In life, it’s always good to have a coach in your corner. It’s also true when you are trying to become the next fair queen.
Indiana State Fair Queen Alyssa Garnett recently gave some advice to the 17 young women who are competing for the title of Bartholomew County 4-H Fair Queen.
She visited with local contestants June 17 at the county fairgrounds to offer tips on how to approach the competition.
Part of that is helping the contestants embrace who they are, Garnett said.
“My favorite part about educating the (potential) fair queens would definitely be trying to get them to become more outgoing and let them know that they are a queen in someone’s eyes, whether or not they win,” Garnett said.
Garnett’s visit to Bartholomew County is part of a tour where she is meeting county pageant contestants around the state. The Bartholomew County Fair Queen competition will be at 7 p.m. Sunday at Columbus North High School auditorium.
The state fair queen’s tips are something local assistant queen committee member Annie Romine said will help local contestants a great deal.
“She was very down to earth, and I think the girls can appreciate that,” Romine said. “My hope for them is that now they’re not as intimidated about the whole process because she was herself, and hopefully they will be themselves.”
As Garnett explained to the contestants, it’s not just about the appearance or the outfit in this competition — professionalism, poise and on-the-spot thinking is evaluated.
Garnett coached the contestants about how to handle the four-minute, private interview in front of a panel of judges, how to prepare for the on-stage question and how they will be judged when modeling professional wear and evening gowns.

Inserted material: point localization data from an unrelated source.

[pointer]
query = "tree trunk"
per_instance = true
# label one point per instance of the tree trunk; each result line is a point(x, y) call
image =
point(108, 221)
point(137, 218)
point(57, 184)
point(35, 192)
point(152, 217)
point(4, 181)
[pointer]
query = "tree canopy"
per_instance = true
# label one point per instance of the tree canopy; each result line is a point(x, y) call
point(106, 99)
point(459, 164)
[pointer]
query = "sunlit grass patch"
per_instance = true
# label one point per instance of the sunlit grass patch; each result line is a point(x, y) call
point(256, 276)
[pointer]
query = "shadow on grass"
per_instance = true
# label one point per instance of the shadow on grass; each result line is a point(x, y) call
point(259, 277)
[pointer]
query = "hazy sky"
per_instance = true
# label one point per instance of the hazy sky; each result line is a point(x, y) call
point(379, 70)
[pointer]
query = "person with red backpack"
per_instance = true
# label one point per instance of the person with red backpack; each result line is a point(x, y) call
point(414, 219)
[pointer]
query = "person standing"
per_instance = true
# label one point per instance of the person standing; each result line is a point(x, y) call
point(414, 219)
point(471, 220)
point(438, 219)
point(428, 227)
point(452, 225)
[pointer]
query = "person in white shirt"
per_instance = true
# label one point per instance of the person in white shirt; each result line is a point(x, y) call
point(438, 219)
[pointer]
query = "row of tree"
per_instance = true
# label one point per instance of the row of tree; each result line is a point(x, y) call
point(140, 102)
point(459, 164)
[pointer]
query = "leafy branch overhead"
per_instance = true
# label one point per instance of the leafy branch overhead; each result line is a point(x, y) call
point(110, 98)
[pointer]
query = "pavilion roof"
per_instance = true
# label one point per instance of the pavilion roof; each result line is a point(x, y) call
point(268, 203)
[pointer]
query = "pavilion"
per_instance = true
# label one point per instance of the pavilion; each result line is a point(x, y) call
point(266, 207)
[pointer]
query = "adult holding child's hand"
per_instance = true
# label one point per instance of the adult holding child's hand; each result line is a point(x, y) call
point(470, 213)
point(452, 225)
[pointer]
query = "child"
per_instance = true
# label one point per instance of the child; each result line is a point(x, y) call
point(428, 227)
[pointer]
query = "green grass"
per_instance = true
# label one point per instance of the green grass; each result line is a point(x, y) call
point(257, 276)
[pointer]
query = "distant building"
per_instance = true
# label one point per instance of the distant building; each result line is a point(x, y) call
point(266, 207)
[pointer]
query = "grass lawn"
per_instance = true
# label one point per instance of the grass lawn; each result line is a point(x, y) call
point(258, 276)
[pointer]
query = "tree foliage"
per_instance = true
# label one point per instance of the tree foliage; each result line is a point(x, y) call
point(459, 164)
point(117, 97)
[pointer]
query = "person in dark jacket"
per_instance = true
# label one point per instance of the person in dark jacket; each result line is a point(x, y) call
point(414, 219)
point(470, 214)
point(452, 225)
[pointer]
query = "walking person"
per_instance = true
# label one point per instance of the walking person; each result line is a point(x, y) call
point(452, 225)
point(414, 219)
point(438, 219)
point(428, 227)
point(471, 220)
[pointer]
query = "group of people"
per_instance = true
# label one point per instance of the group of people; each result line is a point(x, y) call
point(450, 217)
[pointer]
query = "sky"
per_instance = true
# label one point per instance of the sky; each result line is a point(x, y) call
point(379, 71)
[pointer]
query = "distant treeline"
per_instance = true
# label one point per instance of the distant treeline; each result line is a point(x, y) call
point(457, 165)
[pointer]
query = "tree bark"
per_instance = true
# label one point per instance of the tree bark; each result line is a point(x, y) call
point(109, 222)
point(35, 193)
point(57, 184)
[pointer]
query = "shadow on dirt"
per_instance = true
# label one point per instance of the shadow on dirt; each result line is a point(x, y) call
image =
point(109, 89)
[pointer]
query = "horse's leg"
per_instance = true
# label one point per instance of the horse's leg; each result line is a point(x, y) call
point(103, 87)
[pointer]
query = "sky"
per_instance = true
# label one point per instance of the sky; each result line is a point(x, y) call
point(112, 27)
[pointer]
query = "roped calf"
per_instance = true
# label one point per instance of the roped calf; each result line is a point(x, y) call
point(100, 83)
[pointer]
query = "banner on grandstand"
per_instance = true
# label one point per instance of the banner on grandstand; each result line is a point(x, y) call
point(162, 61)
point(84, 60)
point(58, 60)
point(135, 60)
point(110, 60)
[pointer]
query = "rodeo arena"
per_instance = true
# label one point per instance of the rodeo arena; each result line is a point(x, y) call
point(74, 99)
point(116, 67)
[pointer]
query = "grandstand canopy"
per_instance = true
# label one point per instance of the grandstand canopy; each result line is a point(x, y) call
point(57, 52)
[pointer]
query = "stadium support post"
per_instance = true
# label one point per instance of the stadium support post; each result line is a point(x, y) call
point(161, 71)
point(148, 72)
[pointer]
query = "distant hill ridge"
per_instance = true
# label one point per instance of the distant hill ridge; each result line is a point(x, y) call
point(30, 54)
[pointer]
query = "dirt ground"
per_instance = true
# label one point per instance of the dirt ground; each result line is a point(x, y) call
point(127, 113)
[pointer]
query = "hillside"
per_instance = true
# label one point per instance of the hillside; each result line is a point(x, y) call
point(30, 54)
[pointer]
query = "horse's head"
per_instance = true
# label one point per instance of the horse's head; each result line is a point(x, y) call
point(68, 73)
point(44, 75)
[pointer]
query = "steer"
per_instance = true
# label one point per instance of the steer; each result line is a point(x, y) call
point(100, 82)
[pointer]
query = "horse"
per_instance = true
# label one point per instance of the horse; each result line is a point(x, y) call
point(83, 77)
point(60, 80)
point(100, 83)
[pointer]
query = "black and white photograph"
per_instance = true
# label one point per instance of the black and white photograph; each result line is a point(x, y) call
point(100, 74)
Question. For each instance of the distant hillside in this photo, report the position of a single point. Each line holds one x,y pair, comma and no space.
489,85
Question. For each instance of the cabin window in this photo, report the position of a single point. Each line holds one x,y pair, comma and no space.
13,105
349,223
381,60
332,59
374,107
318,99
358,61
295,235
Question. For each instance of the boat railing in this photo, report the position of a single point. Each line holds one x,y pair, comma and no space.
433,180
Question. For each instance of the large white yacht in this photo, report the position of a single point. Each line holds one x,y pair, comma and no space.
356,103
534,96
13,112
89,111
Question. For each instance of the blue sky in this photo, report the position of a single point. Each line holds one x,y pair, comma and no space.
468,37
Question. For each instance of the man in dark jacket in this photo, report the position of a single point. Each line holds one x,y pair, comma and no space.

Bartholomew queen candidate Abby Hunnicutt said she was most worried about the interview because that’s what the judges base their decisions most heavily on, she said.
“I know one year they said she (the pageant winner) had it won after the interview before she even stepped on stage,” Hunnicutt said.
Eye contact and smiling are always a good way to start the interview, Garnett advised.
The state fair queen performed two impromptu mock interviews in front of the local contestants, one good and one bad, to show the contestants what an interview should — and shouldn’t — look like.
The contestants laughed at the “bad” interview, watching Garnett playing with her hair, staring at the floor, and giving one word and outlandish answers to pretend questions.
In the “good” interview, however, Garnett showed off her manners and professionalism by giving detailed and well-thought-out answers to each question and never breaking eye contact with the judges.
“I learned (from Garnett) that first impressions really do make a difference and that you should always carry yourself in a way that you would want anyone to remember you,” county fair queen contestant Mallory Myers said.
The interview is what “makes it or breaks it,” said candidate Kayla Sharp.
“I’m getting more prepared for my interview this year. They gave us a packet of questions to look over and me and my mom sit down every night and I have her ask me the questions and I answer them back to her,” Sharp said.
In pre-pageant activities, the contestants have been rehearsing a choreographed dance number they will perform and have bonded as they have gotten to know each other.
“When I first thought of the pageant I thought of the movie ‘Miss Congeniality’ where everybody gets all (dolled) up and has to watch their weight,” fair queen hopeful Kaytlin Huffman said. “Nobody here is worried about that. Everybody just wants to have fun. We are all one big group.”
The contestant chosen as the Bartholomew County 4-H Fair Queen will be responsible for attending all events during the fair, which begins July 4. The new queen will be accompanied by members of the queen’s court —although queen’s court members might separate into groups to make sure a representative attends each event.
And for this year’s winner in Bartholomew County, there will be changes later this year in how the new state fair queen is selected.
For the first time, the newly-crowned county queens will not compete in the State Fair pageant during the fair in August. Instead, county queens will now compete for the title of Miss Indiana State Fair during a three-day event in January 2015.
The pageant, scheduled for Jan. 2 to 4, will feature preliminary rounds open to the public and housing for the contestants on the fairgrounds — both firsts for the State Fair Queen Pageant.
But before thinking about a state competition, the contestants must take all of Garnett’s coaching and go for the title Sunday, something that contestant Kelcie Davie said is a little bit easier because of Garnett’s advice.
“I’ve just learned a little bit more about myself and I’ve become more open,” Davie said. “I have more confidence in myself now.”
Garnett said confidence is key, as well as being genuine and honest.
“The main thing they should focus on is being true to themselves and not trying to conform to something that they think they should be,” Garnett said. “Just really show the judges who they are and their personality.”